This is a good piece and the performance of the ensemble is excellent. I especially love the interplay between the viola & cello, for example the part from around 02:30-03:30 leading up to the cadence is really enjoyable. 

I agree that the isolation of the alto flutist behind the cover does reduce its volume a bit too much. If I had recorded this, I would've put a separate microphone for the flute. In general, when recording chamber ensembles, I tend to use one stereo pair of microphones to record the whole ensemble from distance (like in this recording) and then individual microphones for each instrument, if possible. However, the strings are very nicely audible in this recording.


----------



## Vasks (Dec 9, 2013)

Here's a screen shot of the passage you liked, pkoi. I'm glad you enjoyed the work.


----------



## mikeh375 (Sep 7, 2017)

Hi Vasks,

I enjoyed listening to your development of the maj/min 3rd motif and its 'diminished' feel. The fx writing between 4 and 5 mins was my favourite part, most effective indeed. The guys played well, did they themselves enjoy it? It strikes me as having just the right amount of difficulty and yet simplicity to guarantee a successful performance. The brevity is just about right too imv. My problem is not knowing when to shut up sometimes.


----------



## Vasks (Dec 9, 2013)

Mike, afterwards (online) the viola player commented that she liked the piece. 
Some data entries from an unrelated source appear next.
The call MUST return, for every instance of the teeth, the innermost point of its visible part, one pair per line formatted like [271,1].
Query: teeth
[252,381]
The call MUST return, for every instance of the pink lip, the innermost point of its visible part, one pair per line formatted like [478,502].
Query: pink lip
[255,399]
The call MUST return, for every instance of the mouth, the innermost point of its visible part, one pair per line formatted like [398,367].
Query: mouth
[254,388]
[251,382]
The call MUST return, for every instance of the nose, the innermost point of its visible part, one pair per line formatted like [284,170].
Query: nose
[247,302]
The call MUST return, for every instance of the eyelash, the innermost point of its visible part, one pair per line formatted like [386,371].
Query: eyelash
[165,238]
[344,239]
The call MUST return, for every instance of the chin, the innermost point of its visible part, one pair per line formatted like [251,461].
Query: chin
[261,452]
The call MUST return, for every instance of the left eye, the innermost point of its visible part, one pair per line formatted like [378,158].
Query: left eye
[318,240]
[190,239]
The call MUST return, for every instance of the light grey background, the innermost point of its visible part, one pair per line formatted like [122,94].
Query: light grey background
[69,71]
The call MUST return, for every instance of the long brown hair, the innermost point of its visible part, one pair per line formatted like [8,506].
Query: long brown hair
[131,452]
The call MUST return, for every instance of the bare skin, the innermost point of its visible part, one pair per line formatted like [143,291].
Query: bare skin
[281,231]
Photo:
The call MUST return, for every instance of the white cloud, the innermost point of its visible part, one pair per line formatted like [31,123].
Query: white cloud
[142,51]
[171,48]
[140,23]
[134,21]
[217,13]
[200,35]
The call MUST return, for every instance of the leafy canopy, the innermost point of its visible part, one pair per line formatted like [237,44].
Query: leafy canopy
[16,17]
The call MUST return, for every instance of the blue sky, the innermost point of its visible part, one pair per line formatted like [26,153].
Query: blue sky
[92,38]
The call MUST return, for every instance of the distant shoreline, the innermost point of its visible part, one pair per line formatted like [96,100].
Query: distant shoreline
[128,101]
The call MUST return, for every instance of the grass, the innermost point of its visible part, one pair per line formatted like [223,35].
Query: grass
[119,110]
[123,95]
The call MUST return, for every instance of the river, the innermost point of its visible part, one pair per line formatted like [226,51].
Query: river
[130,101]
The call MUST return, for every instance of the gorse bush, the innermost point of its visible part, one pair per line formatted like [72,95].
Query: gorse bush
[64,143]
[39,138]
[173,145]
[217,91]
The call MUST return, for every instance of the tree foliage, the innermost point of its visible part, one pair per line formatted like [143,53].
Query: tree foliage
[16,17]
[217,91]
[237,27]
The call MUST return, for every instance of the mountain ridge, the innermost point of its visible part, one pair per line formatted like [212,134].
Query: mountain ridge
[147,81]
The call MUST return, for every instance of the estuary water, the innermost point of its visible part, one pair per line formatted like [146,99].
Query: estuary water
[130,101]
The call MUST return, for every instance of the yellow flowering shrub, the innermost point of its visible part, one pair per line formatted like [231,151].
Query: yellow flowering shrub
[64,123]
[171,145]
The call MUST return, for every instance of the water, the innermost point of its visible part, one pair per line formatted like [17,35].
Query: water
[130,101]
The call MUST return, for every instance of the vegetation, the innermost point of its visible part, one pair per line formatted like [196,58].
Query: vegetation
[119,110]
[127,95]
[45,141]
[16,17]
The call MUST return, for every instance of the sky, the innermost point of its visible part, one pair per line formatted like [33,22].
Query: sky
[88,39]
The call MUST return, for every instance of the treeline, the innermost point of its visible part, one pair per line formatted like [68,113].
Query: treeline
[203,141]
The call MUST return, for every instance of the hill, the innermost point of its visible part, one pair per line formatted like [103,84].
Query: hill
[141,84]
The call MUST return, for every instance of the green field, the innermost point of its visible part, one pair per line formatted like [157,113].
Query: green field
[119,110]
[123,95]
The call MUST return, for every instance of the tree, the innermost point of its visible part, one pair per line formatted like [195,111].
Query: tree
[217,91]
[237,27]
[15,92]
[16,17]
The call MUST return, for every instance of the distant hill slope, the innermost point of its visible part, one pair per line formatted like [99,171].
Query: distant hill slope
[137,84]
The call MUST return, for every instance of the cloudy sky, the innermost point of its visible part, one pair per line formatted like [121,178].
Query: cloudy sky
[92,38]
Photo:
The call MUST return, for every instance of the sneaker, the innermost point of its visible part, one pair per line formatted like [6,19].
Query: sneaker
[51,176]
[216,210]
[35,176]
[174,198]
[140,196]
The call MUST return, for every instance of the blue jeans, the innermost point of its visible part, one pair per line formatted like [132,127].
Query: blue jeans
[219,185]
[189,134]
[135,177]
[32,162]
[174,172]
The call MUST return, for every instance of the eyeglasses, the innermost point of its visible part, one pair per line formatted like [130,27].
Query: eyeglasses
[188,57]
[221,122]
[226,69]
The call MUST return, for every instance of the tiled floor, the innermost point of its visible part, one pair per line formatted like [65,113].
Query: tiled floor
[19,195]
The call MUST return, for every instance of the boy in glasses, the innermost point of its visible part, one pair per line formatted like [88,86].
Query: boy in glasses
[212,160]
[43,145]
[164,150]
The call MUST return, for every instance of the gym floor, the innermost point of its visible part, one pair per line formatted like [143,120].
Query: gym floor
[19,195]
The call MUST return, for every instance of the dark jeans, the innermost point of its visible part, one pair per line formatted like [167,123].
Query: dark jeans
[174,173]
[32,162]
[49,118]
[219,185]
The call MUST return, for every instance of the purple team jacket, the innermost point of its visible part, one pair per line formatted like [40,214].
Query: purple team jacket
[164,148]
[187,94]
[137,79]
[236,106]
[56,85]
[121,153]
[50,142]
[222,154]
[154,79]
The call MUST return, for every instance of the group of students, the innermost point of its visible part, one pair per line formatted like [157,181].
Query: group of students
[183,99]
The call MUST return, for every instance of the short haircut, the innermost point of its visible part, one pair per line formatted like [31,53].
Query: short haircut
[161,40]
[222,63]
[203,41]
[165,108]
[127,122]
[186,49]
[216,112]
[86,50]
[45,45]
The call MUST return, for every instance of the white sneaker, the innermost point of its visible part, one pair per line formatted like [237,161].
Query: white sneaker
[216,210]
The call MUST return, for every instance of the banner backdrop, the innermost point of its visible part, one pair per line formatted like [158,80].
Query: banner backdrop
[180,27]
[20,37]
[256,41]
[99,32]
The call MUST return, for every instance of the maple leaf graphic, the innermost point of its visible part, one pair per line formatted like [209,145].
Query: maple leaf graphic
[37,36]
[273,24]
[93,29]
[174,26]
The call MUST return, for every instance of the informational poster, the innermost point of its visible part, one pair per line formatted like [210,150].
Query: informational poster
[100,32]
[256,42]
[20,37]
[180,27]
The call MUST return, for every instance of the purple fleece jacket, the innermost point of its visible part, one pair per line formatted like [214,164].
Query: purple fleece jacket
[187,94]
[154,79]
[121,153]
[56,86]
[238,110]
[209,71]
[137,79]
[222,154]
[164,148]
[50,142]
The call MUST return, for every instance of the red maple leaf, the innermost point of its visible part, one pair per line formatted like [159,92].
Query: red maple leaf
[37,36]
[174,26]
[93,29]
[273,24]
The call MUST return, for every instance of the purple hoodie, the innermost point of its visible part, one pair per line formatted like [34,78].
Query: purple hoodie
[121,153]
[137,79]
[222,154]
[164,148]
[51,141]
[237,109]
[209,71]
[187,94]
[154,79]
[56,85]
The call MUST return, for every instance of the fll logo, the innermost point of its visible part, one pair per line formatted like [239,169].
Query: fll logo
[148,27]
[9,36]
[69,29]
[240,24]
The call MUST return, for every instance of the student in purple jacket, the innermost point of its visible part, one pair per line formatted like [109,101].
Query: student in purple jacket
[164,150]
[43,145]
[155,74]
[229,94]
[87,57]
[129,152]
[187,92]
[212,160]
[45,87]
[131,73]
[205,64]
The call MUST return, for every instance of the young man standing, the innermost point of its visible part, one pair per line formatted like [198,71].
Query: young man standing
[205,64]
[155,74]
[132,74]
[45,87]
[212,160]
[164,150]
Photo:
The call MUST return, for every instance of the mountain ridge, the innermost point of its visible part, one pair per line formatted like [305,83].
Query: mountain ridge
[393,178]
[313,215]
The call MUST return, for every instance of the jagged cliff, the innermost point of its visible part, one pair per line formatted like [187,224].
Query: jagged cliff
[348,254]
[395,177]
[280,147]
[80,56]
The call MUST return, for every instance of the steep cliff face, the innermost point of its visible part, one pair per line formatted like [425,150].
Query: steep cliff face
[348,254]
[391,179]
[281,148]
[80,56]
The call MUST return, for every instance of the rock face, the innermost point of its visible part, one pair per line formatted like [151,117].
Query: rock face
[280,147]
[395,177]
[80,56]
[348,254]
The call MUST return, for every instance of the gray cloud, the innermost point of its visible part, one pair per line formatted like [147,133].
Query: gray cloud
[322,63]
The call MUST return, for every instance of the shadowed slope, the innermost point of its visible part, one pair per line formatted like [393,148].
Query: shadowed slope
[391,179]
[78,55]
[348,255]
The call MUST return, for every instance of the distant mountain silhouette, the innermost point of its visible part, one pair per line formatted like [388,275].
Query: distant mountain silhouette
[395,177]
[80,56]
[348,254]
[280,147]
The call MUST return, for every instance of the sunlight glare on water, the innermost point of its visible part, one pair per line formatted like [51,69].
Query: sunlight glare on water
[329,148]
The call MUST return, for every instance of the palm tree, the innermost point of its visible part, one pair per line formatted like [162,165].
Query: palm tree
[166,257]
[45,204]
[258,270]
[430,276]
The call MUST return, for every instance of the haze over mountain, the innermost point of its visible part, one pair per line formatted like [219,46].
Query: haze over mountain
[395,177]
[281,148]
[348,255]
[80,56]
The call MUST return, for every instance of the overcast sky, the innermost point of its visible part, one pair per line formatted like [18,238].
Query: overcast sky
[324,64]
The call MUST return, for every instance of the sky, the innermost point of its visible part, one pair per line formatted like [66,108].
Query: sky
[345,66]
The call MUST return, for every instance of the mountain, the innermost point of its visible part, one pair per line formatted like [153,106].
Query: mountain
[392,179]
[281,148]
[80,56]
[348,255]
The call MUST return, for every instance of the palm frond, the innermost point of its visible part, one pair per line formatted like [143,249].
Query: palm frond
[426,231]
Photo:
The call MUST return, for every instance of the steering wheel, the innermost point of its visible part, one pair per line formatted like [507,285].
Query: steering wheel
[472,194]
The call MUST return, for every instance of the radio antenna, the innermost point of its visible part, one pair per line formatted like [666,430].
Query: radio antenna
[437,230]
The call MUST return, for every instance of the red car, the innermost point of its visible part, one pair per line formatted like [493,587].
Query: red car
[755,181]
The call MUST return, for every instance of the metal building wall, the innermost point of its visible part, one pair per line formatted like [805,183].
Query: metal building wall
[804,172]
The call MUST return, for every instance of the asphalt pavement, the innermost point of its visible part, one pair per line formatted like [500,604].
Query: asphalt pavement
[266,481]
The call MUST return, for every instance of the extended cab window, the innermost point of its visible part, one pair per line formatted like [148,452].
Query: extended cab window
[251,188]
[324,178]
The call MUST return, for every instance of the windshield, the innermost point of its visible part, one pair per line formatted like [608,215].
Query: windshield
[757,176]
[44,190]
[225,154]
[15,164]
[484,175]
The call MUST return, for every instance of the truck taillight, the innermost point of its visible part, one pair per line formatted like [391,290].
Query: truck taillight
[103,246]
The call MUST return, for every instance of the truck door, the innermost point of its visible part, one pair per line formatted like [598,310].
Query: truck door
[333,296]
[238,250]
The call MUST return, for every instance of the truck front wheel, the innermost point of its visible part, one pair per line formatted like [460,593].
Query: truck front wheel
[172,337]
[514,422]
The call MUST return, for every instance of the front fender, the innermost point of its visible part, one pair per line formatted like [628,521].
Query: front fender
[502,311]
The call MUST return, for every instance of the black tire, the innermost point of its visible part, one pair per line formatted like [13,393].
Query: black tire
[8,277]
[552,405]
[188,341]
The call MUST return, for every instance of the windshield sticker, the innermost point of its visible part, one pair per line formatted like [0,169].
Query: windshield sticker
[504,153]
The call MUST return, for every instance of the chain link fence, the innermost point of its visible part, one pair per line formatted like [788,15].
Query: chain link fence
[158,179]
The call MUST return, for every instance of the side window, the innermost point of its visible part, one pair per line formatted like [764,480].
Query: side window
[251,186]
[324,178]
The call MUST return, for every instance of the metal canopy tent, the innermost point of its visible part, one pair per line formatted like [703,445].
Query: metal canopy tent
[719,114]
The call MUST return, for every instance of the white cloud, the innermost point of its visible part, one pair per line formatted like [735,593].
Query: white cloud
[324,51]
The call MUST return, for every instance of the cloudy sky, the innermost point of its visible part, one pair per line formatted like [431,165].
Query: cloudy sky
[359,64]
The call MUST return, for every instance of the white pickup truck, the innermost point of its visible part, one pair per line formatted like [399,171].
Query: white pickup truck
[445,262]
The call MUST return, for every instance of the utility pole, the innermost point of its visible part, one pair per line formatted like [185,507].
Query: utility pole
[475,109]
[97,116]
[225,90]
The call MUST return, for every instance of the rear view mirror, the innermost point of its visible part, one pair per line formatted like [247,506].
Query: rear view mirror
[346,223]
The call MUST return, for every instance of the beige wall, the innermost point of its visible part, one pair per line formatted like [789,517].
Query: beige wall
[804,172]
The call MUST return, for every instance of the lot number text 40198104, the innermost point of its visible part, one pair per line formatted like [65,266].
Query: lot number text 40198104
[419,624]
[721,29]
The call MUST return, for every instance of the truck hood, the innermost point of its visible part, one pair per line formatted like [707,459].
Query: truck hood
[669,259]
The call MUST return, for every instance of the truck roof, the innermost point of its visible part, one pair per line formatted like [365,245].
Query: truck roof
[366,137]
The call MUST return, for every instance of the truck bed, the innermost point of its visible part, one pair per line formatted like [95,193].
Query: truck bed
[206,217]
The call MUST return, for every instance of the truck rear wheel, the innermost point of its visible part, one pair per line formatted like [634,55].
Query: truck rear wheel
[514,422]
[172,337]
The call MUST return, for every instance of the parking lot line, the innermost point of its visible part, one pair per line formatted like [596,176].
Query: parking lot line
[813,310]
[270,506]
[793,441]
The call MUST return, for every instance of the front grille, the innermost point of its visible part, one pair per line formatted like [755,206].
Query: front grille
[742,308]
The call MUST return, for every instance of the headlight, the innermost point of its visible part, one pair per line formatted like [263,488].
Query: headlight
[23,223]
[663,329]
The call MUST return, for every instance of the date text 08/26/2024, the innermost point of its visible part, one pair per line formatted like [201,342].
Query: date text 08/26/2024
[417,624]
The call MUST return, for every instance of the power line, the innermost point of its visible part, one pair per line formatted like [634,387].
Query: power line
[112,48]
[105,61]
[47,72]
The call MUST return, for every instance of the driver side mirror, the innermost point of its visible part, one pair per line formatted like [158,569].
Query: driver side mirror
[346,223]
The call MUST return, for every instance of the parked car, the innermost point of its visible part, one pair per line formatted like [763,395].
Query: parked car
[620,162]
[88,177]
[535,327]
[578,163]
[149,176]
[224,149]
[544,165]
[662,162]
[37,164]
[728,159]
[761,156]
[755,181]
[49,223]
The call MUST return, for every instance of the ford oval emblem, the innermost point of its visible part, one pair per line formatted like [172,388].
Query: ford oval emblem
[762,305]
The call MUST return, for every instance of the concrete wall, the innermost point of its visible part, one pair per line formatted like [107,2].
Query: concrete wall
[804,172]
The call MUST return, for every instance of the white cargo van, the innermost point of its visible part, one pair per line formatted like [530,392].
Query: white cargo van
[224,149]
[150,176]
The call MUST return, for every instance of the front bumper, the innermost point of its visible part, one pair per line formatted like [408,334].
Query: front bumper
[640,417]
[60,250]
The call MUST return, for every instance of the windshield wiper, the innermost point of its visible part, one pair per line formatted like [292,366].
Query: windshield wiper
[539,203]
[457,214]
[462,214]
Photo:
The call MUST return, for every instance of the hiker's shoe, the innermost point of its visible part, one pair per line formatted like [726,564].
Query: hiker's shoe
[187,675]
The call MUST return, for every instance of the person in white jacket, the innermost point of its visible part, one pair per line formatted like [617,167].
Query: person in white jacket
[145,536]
One aspect that makes the piece mean more for me is that the hymn was a favorite of my mother. She loved singing that one in church and I can "hear" her voice right now doing so.


----------



## mikeh375 (Sep 7, 2017)

The late Jonathan Harvey talks about association with music from the composer's p.o.v in his book 'Music and Inspiration' (a good read, especially for composers). A memory or circumstance can be imprinted somehow at the time of composing, one that stays with the composer and is recalled on subsequent hearings. I suppose it's not surprising given the turmoil, concentration and emotion involved when actually composing and how that state of mind is encroached upon by life and dish washing. I've found this associative aspect to be true at times as indeed you seem to have, it's probably quite common I should imagine. Listeners too will have associative imprinting particularly with well loved works. 

I chose to not focus on your programme, or let it influence how I listened and still found music. However knowing in advance about the motivic work and actual quotation did aid the initial listen. It also helped to emotionally 'place' the appearance of clear tonality.

Re the viola players comment, well your signature says it all Vasks, quite right too.......


----------



## Torkelburger (Jan 14, 2014)

Really good. I particularly like the exploration of the registers, specifically the high register in each instrument. People tend to fall head-over-heels for the lowest strings of the viola and cello, and forget how wonderful they both sound in the higher "violin" range. The alto flute, too. The tendency would be to always exploit its low register. But this is professional writing here.


----------